因为HDFS联邦化,集群中存在多个NameNode,上面的方法在于在于更新NameNode的信息,也就是nameservices。对于不存在的nameservices,我们要删除它,并且停止面向其的服务。对于新增的nameservices,我们要在列表中添加它,增加与其的服务。

我们重点看上面的第三步Start new nameservices,对于新增的NameNode开启其 nameservices,与其进行交互。

一个Block Pool对应生成一个 BPOfferService,然后不同的NameNode(Active Standby)生成 对应的BPServiceActor。
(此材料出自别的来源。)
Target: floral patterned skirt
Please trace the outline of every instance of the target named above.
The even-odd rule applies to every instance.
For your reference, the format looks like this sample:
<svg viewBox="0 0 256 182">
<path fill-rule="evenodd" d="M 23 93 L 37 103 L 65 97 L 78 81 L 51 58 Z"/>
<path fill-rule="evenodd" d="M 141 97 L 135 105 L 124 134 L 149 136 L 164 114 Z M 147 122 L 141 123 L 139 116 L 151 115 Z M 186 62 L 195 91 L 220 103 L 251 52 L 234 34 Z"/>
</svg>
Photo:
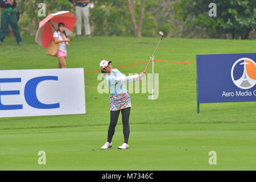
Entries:
<svg viewBox="0 0 256 182">
<path fill-rule="evenodd" d="M 131 97 L 128 93 L 110 96 L 110 110 L 118 110 L 131 107 Z"/>
</svg>

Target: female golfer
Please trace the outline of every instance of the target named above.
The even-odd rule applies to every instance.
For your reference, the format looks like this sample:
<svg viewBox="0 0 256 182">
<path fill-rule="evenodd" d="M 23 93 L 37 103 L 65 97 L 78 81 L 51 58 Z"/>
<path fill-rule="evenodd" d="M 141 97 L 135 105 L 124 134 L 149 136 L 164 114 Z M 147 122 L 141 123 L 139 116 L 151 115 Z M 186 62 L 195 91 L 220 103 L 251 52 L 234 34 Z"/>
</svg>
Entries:
<svg viewBox="0 0 256 182">
<path fill-rule="evenodd" d="M 66 46 L 68 46 L 71 39 L 68 39 L 66 33 L 65 32 L 65 24 L 59 23 L 58 24 L 58 30 L 54 32 L 53 38 L 56 44 L 60 43 L 59 47 L 59 50 L 57 57 L 59 59 L 58 68 L 66 68 L 66 59 L 67 57 L 67 48 Z"/>
<path fill-rule="evenodd" d="M 110 123 L 108 132 L 108 142 L 101 147 L 107 149 L 112 147 L 112 138 L 115 132 L 120 110 L 122 112 L 123 133 L 125 141 L 118 147 L 119 149 L 128 148 L 128 139 L 130 134 L 129 116 L 131 107 L 131 99 L 125 86 L 125 81 L 132 82 L 142 78 L 144 72 L 139 75 L 126 77 L 117 69 L 113 69 L 111 61 L 102 60 L 100 67 L 102 73 L 105 73 L 106 80 L 110 89 Z"/>
</svg>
每一个BPServiceActor复制和对应的NameNode进行汇报。

通过 startAll方法,将所有的BPServiceActor线程进行启动。

BPServiceActor类

 public void run() {
      while (true) {
        // init stuff
        try {
          // setup storage
          connectToNNAndHandshake();  //
          break;
        } 
      }

      while (shouldRun()) {
        try {
          offerService();
        } 
      }
}

在BPServiceActor.run方法中,有两个方法,一个connectToNNAndHandshake,进行NameNode的注册,offerService方法进行日常的心跳,全量块,增量快汇报。

 private void connectToNNAndHandshake() throws IOException {
    // get NN proxy
    bpNamenode = dn.connectToNN(nnAddr);

    // First phase of the handshake with NN - get the namespace
    // info.
    NamespaceInfo nsInfo = retrieveNamespaceInfo();
    
    // Verify that this matches the other NN in this HA pair.
    // This also initializes our block pool in the DN if we are
    // the first NN connection for this BP.
    bpos.verifyAndSetNamespaceInfo(nsInfo);
    
    // Second phase of the handshake with the NN.
    register();//import
  }

这里方法,与NameNode连接,获取NameNode的代理,得到namespace的信息,初始化DataNode的存储磁盘,向NameNode注册。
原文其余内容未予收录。